The origin of the Pathan is debated. Linguistic evidence indicates Indo-European ancestry, while some tribal genealogies claim Semitic links. The regions of Afghanistan, eastern Iran, and western India have been some of the most heavily invaded in history and so the Pathan of today are probably a heterogeneous group. Among the invaders who have entered and established empires in the area have been Iranians, Greeks, Hindus, Turks, Mongols, Uzbeks, Sikhs, British, and Russians. The first historical reference to the Pathan (AD. 982) refers to Afghans living in the Sulaiman Mountains. The first significant impact they had outside of that area was as troops in the armies of Mahmud of Ghazni, a Muslim Turk, who led a number of invasions against the Hindu kings in north India around the year 1000. Nearly 300 years later Afghan kings themselves took power in Delhi.
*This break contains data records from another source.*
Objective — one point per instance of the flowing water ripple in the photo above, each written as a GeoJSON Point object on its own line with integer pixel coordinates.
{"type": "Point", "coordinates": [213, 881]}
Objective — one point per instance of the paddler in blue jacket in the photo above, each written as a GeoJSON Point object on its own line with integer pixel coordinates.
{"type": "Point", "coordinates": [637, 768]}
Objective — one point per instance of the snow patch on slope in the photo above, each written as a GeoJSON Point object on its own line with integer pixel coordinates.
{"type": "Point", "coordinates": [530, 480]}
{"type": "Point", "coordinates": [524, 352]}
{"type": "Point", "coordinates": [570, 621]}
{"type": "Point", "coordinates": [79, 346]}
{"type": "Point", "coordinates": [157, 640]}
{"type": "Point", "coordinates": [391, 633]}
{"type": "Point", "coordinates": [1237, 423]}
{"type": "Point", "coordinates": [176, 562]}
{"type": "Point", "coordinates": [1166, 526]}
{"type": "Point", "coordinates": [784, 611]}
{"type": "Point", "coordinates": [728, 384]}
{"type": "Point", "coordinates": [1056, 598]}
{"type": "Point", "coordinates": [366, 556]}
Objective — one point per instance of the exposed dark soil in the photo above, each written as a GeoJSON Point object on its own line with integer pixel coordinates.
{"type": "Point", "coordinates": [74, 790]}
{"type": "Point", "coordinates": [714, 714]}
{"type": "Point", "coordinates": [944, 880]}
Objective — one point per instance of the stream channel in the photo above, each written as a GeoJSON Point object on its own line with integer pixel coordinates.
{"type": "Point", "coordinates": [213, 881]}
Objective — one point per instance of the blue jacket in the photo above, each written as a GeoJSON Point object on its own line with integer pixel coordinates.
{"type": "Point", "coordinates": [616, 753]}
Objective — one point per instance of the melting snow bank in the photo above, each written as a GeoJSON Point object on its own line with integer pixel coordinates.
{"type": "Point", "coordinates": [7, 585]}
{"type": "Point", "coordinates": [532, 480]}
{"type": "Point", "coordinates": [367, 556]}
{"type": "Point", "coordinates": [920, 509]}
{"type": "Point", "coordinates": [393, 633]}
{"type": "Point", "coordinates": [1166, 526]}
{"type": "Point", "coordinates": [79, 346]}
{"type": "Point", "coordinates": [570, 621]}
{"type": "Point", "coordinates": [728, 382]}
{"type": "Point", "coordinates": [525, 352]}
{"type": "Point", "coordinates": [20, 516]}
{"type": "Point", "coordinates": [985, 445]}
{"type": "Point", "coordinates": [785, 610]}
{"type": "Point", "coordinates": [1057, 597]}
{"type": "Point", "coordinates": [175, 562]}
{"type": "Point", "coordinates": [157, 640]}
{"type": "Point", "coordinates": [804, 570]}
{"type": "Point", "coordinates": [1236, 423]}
The Pathan Khaljis and later Lodhis ruled there until displaced by Babur, the first of the Mogul emperors, in the early sixteenth Century. It is ironic that Pathan kings ruled India before they ruled the mountainous areas to the west that are their Homelands. That feat was not accomplished until 1747 when, from a base in Qandahar, Ahmed Shah Abdali fused together an empire that encompassed parts of Iran and India as well as Afghanistan. Members of his tribe ruled a more truncated Afghanistan until 1973. British involvement in Pathan areas was a consequence of efforts to protect the western borders of their Indian empire and check the southern advance of the Russians. In 1879, following the Second Anglo-Afghan War, the Afghan government conceded control of all the passes into India to the British and in 1893 the Durand Line was established, delineating the spheres of responsibility of the two governments. It is now the international border dividing the Pathan between two nation-states.